Comoquiera que al PP le dura la rabieta más de lo tolerable y sigue negándose al consenso constitucional para jubilar a Carlos Lesmes y a sus mariachis de sotana, puñetas y collarón de rapero suburbial, comunistas, socialistas y separatistas se sacan de la faja una reforma de la tómbola judicial para que con un eructo consensuado de su mayoría parlamentaria baste y sobre para elegir a sus comisarios políticos del Supremo. Todos ellos, por supuesto, de reconocido prestigio y de ignota independencia; de lo contrario no estarían sentaditos en los anaqueles de la tómbola junto a las muñecas chochonas y demás premios menores de la rifa.
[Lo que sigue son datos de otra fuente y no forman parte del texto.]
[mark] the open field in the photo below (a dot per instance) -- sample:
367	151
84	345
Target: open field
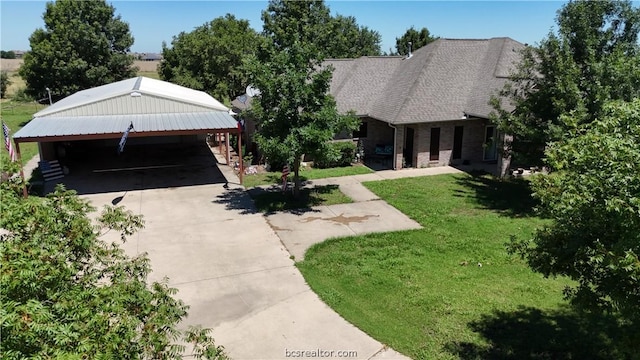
450	290
16	115
11	65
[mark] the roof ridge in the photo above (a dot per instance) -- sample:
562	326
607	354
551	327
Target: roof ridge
136	86
429	57
352	69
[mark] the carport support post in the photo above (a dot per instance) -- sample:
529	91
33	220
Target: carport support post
24	181
240	155
227	150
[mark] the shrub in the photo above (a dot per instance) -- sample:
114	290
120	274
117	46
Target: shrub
338	154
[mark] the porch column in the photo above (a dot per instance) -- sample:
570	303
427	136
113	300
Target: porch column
398	151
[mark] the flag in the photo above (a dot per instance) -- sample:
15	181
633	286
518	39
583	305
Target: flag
7	142
123	140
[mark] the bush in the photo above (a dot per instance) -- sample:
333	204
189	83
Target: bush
338	154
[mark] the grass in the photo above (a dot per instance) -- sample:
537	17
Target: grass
424	293
272	201
269	178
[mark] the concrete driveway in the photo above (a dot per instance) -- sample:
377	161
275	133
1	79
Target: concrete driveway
232	269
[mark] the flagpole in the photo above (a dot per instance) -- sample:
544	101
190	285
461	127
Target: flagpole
240	154
25	193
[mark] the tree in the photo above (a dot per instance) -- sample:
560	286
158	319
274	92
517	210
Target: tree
83	45
209	57
66	293
4	84
311	23
296	114
593	59
417	39
593	200
7	54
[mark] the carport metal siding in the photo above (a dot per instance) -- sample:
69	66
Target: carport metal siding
127	104
55	128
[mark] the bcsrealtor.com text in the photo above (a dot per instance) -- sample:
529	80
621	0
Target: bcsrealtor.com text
319	353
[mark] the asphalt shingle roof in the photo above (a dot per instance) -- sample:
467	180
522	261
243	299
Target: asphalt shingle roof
441	81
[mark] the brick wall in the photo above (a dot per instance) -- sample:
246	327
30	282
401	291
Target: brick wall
472	142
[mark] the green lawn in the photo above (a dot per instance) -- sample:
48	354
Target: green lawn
271	201
250	181
424	293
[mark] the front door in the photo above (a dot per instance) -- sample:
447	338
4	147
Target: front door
457	142
408	147
490	144
434	146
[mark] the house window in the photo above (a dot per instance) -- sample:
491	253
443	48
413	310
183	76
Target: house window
490	144
362	131
434	147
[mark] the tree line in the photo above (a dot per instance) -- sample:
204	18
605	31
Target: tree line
571	106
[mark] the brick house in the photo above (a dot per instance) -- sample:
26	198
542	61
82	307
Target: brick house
430	108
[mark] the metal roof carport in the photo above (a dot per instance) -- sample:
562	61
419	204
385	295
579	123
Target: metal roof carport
154	107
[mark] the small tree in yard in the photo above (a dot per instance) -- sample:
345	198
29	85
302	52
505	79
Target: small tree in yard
67	294
295	112
593	199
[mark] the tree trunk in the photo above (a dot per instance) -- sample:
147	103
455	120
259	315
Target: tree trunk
296	178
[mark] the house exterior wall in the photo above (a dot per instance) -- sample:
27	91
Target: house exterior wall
472	143
378	133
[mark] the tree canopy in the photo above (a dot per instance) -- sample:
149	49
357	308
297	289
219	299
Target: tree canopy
593	59
68	294
7	54
417	39
296	114
311	23
593	200
209	58
82	45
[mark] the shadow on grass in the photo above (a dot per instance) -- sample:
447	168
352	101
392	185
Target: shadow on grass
511	197
273	200
236	199
529	333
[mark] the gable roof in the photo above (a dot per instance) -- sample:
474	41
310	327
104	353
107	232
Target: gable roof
154	107
139	95
441	81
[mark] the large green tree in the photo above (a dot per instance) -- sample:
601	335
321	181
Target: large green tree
593	200
594	58
82	45
311	23
296	115
68	294
209	57
417	39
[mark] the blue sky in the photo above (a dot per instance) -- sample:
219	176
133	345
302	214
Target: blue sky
152	22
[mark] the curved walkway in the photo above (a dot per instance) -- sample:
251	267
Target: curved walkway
234	266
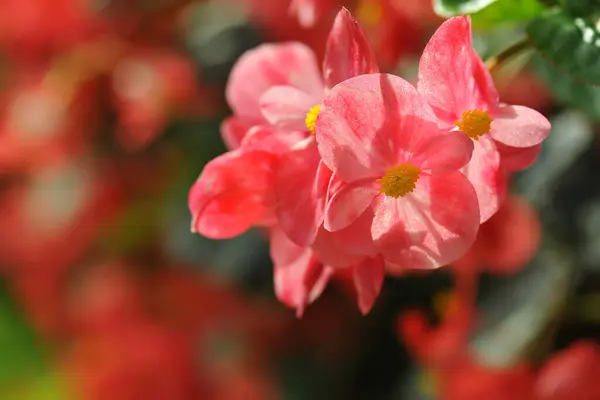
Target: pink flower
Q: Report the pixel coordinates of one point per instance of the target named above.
(461, 92)
(380, 138)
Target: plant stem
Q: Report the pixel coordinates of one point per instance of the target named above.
(496, 62)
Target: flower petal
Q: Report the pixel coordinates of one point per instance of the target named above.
(224, 203)
(348, 53)
(487, 177)
(452, 77)
(519, 126)
(446, 153)
(432, 226)
(287, 106)
(368, 279)
(348, 203)
(370, 123)
(301, 190)
(299, 279)
(268, 65)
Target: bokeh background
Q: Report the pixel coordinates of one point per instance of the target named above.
(108, 111)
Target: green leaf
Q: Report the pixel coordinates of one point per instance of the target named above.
(571, 44)
(504, 12)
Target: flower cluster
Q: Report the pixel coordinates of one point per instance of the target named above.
(351, 170)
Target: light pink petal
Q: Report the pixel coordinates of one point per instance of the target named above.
(451, 75)
(518, 158)
(430, 227)
(301, 190)
(272, 139)
(519, 126)
(328, 251)
(287, 106)
(370, 123)
(368, 279)
(348, 53)
(268, 65)
(234, 129)
(224, 202)
(446, 153)
(487, 177)
(299, 279)
(348, 203)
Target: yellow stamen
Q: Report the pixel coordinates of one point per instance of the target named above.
(369, 12)
(311, 118)
(399, 181)
(474, 123)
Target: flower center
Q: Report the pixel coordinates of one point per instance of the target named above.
(311, 118)
(399, 181)
(474, 123)
(369, 12)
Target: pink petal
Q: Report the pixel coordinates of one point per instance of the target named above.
(446, 153)
(348, 53)
(272, 139)
(287, 106)
(299, 279)
(519, 126)
(368, 279)
(301, 190)
(233, 130)
(224, 202)
(432, 226)
(486, 176)
(452, 77)
(268, 65)
(370, 123)
(518, 158)
(348, 203)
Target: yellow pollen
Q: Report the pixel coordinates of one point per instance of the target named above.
(311, 118)
(474, 123)
(369, 12)
(399, 181)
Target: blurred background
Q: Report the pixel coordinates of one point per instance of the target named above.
(109, 109)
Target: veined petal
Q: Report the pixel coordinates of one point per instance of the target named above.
(445, 153)
(370, 123)
(301, 190)
(286, 106)
(519, 126)
(368, 279)
(487, 177)
(348, 53)
(348, 203)
(452, 77)
(224, 202)
(268, 65)
(430, 227)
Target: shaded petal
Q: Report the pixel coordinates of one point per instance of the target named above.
(348, 203)
(518, 158)
(224, 202)
(301, 190)
(430, 227)
(348, 53)
(299, 279)
(452, 77)
(487, 177)
(446, 153)
(368, 279)
(234, 129)
(287, 106)
(519, 126)
(268, 65)
(370, 123)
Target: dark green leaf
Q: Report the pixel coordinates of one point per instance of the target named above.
(571, 44)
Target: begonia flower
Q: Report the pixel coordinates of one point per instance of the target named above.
(462, 94)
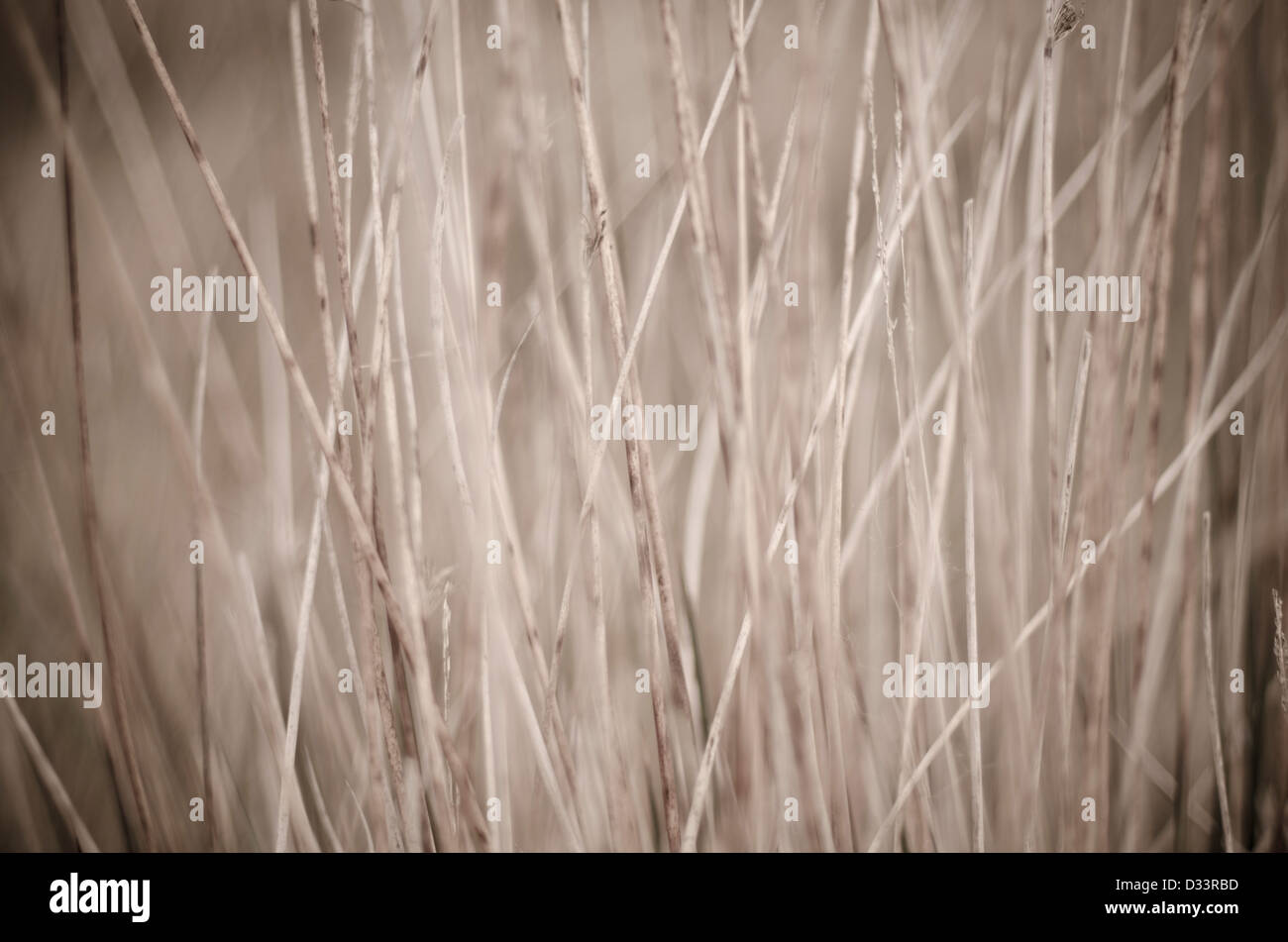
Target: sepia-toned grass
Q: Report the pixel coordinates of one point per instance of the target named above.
(493, 576)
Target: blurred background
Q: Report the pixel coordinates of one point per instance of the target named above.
(494, 697)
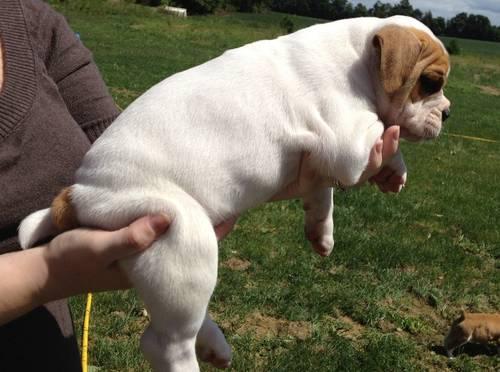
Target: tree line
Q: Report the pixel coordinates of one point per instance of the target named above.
(463, 25)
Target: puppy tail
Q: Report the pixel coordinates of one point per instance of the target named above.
(61, 216)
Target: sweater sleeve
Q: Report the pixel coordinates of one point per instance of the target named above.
(70, 64)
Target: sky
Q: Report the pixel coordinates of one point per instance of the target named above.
(449, 8)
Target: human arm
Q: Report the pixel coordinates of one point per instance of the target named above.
(71, 67)
(74, 262)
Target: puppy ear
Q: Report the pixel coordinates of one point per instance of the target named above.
(399, 50)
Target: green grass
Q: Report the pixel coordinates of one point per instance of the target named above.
(403, 266)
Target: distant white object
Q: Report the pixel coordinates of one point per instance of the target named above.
(179, 12)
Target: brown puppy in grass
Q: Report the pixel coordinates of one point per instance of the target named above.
(469, 327)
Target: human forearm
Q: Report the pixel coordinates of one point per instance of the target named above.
(24, 275)
(74, 262)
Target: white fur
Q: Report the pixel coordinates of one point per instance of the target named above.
(209, 143)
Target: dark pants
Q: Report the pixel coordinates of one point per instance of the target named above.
(42, 340)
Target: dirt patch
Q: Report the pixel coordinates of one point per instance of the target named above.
(263, 326)
(236, 264)
(487, 89)
(351, 329)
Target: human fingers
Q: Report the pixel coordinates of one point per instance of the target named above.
(139, 235)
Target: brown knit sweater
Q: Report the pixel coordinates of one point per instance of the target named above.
(53, 104)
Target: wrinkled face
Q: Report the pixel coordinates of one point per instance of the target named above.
(414, 67)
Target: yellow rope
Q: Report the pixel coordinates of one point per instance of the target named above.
(85, 336)
(471, 138)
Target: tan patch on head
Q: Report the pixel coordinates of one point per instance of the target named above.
(263, 326)
(63, 212)
(406, 54)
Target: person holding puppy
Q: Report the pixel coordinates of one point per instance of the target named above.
(53, 105)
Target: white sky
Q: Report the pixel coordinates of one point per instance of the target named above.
(449, 8)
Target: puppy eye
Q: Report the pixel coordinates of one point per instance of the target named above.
(430, 86)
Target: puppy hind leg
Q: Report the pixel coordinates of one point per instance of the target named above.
(211, 345)
(176, 278)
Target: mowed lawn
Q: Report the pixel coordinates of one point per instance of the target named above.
(403, 265)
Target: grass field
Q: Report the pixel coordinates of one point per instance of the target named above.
(403, 266)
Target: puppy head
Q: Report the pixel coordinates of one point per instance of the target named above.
(413, 69)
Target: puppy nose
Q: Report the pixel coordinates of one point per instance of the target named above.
(445, 114)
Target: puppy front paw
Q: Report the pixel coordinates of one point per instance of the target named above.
(320, 234)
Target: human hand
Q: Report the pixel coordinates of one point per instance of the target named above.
(85, 260)
(377, 171)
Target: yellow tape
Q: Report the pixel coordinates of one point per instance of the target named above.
(85, 335)
(471, 138)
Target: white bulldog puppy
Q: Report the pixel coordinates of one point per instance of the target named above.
(206, 144)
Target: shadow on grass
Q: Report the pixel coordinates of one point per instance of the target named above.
(471, 350)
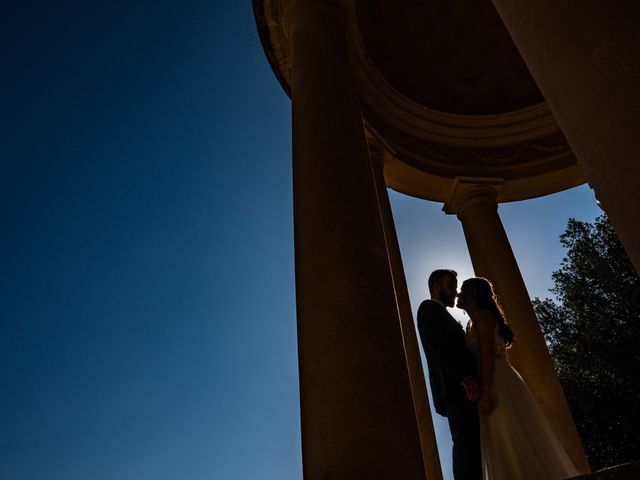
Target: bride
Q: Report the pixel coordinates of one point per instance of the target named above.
(516, 439)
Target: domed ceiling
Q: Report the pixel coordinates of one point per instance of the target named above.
(444, 94)
(450, 56)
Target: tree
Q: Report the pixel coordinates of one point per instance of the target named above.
(592, 329)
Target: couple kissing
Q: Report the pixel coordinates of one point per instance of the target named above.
(497, 428)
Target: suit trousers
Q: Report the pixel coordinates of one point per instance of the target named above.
(465, 433)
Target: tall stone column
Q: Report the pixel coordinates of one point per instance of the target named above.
(412, 350)
(474, 201)
(357, 413)
(584, 57)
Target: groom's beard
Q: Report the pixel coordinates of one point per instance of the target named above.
(448, 300)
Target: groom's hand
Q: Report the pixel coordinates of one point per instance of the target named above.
(472, 389)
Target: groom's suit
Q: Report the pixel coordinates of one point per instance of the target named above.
(450, 363)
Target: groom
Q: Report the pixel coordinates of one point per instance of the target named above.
(452, 372)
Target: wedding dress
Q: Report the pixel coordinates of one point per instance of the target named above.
(517, 441)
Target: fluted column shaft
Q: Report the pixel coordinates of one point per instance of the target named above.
(358, 418)
(412, 350)
(493, 258)
(584, 57)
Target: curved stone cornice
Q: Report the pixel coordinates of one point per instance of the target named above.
(425, 149)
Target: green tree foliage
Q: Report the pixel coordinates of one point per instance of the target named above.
(592, 329)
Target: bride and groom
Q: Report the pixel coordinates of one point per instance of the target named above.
(497, 428)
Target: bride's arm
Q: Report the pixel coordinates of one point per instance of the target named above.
(485, 325)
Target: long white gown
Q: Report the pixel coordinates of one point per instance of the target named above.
(517, 441)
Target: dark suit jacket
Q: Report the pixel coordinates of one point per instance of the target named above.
(448, 357)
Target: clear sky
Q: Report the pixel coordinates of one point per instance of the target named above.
(147, 314)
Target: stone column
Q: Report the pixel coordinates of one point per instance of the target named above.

Hasta que la farsa parlamentaria se ejecute y del regüeldo del Hemiciclo surjan los prestigiosos e independientes herederos de Carlos Lesmes y sus mariachis, Adriana Lastra y Pablo Echenique se jugarán a las tabas los nombres de los candidatos, cuya principal misión, una vez investidos de tan alta magistratura, será exonerar a Pablo Iglesias, investigar a los que le han denunciado, encarcelar a los que le hemos dejado in púribus ante la opinión pública y buscarle a García Castellón una plaza de juez en Gibraltar para casar horteras disfrazados de Elvis Presley.